Na konferencji prasowej Miller powiedział, że Grupa Wyszehradzka mogłaby szukać porozumienia m.in. w kwestii utrzymania rozwiązań Traktatu Nicejskiego, dotyczących systemu podejmowania decyzji w rozszerzonej UE.
"Polska nie widzi powodu, żeby kompromis z Nicei miał zostać unieważniony i będziemy starali się przekonać innych, aby zachować ten kompromis" - podkreślił Miller.
W Nicei Polska wywalczyła dla siebie 27 głosów na 345 w przyszłej unijnej Radzie Ministrów, tyle samo, co Hiszpania i tylko o dwa głosy mniej niż takie państwa jak Niemcy, Francja, Wielka Brytania i Włochy.
W projekcie konstytucji europejskiej znalazła się propozycja zastąpienia metody z Nicei systemem tzw. podwójnej większości, który uzależnia siłę głosu od liczby ludności państw.
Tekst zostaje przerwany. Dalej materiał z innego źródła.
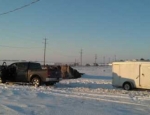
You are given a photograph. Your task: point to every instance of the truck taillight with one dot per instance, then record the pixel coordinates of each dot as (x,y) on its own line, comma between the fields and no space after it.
(48,73)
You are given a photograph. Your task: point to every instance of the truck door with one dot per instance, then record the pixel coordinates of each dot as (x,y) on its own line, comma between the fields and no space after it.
(21,72)
(145,76)
(116,75)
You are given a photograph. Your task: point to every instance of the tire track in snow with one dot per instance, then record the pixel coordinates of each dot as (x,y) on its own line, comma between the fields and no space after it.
(96,97)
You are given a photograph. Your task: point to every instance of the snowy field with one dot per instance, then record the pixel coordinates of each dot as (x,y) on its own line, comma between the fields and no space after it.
(92,94)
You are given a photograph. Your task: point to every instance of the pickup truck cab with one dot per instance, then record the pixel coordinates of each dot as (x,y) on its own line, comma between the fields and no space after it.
(29,72)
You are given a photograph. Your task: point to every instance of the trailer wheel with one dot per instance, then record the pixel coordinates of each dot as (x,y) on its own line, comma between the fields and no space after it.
(36,81)
(127,86)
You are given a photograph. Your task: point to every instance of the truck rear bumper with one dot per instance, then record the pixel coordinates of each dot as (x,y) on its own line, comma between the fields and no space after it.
(52,79)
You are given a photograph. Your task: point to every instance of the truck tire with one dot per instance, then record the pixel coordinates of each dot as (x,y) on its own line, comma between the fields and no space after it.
(127,86)
(36,81)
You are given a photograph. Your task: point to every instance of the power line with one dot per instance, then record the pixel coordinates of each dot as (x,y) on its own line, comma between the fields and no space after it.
(19,8)
(18,47)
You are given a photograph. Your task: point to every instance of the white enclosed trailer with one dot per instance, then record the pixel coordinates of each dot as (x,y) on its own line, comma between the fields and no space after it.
(131,75)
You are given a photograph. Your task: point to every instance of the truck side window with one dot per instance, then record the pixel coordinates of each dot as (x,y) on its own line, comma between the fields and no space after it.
(34,66)
(22,66)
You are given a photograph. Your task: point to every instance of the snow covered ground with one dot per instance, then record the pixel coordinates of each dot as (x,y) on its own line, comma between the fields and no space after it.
(92,94)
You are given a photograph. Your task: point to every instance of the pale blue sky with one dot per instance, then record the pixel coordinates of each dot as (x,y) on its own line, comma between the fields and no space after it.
(102,27)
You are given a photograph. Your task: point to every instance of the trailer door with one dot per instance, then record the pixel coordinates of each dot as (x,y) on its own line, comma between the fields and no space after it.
(116,75)
(145,76)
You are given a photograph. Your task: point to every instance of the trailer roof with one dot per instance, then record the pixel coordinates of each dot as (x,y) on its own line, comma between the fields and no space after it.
(132,62)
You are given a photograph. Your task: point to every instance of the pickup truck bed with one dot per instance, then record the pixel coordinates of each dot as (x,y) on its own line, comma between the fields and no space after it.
(30,72)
To osłabiłoby nieco pozycję Polski w Radzie UE.
Miller opowiedział się także za porozumieniem w kwestii propozycji prezydencji grupowej, która - jak sądzi - odpowiadać powinna wszystkim krajom Grupy Wyszehradzkiej.
Według szefa polskiego rządu, Grupa Wyszehradzka powinna porozumieć się także w sprawie sposobu wyłaniania przewodniczącego Komisji Europejskiej oraz zasad reprezentacji poszczególnych krajów w Komisji. Premier podkreślił, że Polska opowiada się za utrzymaniem zasady "jeden kraj - jeden komisarz".
Kolejną sprawą, która - według Millera - powinna zostać uzgodniona jest stanowisko w kwestii bezpieczeństwa europejskiego i obronności Unii Europejskiej._ "Wyrażamy pogląd, że trzeba szukać takich rozwiązań, ale nie mogą być one konkurencyjne w stosunku do NATO, natomiast powinny być komplementarne"_ - powiedział szef polskiego rządu.
Według Millera, dobrze byłoby, gdyby takie wspólne stanowisko pojawiło się przed mającą się rozpocząć w październiku konferencją międzyrządową, która ostatecznie ustali kształt traktatu konstytucyjnego.
Premier Czech Vladimir Szpidla zaproponował, aby we wrześniu odbyło się spotkanie Grupy Wyszehradzkiej, poświęcone uzgodnieniu takiego stanowiska.
Uczestnicy środowego spotkania podkreślili też potrzebę kontynuacji ścisłej współpracy w ramach Grupy Wyszehradzkiej także po przystąpieniu Polski, Czech, Węgier i Słowacji do Unii Europejskiej w 2004 r.
Miller powiedział, że podczas rozmów zgodzono się, iż po integracji tworzących ją krajów z UE Grupa Wyszehradzka powinna jednak zachować dotychczasowy charakter i skład. To jednak - dodał - nie wyklucza współpracy z krajami trzecimi.